You may assume the initial color at (x,y) \ne (r,g,b,a)

carve narrow and carve short (30%)


hw5carve.txt
Use seam carving to make the image one pixel narrower in width or shorter in height. Use gradient magnitude as a proxy for visual interest. In case of a tie (two or more seams of equally low total interest), pick one arbitrarily.

To find the gradient magnitude, compute the x and y gradients of the image in all R, G, and B and combine those six values using Euclidean distance (i.e., \sqrt{G_{r,x}^2 + G_{r,y}^2 + G_{g,x}^2+\dots}).

path x_1 y_1 x_2 y_2 r g b (30%)


hw5path.txt
Use a shortest-path algorithm to connect the two input pixels (x_1, y_1) and (x_2, y_2). Fill the input pixels, and all pixels on the path between them, with the color (r, g, b, 1).

Each pixel has eight neighbors. The distance to a neighbor is Euclidean distance (1 for 4-connect neighbors, \sqrt{2} for diagonal neighbors) times the flatness of the neighbor being entered (there are various ways to compute that; we’ll use 1 \over \mathrm{gradient\;magnitude} + 0.1).

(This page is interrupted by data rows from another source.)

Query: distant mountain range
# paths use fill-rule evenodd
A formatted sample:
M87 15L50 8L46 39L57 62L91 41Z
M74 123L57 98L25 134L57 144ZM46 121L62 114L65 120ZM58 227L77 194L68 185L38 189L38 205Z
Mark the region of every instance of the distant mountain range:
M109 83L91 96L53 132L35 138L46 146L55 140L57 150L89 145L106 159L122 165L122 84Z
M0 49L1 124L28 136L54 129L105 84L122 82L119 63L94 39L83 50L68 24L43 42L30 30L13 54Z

To find the gradient magnitude, compute the x and y gradients of the image in all R, G, and B and combine those six values using Euclidean distance (i.e., \sqrt{G_{r,x}^2 + G_{r,y}^2 + G_{g,x}^2 + \dots}).

advect chan d (20%)


hw5advect.txt
Use back-advection to move colors around the image. The new color of pixel (x, y) should be computed as the color of the image at (x + g_x d, y + g_y d) where (g_x, g_y) is the gradient of the chan channel of the image at (x, y).

When sampling a pixel at location (x,y) with non-integer coordinates, use a weighted average of the pixels at (\lfloor x\rfloor, \lfloor y\rfloor), (\lceil x\rceil, \lfloor y\rfloor), (\lfloor x\rfloor, \lceil y\rceil), and (\lceil x\rceil, \lceil y\rceil).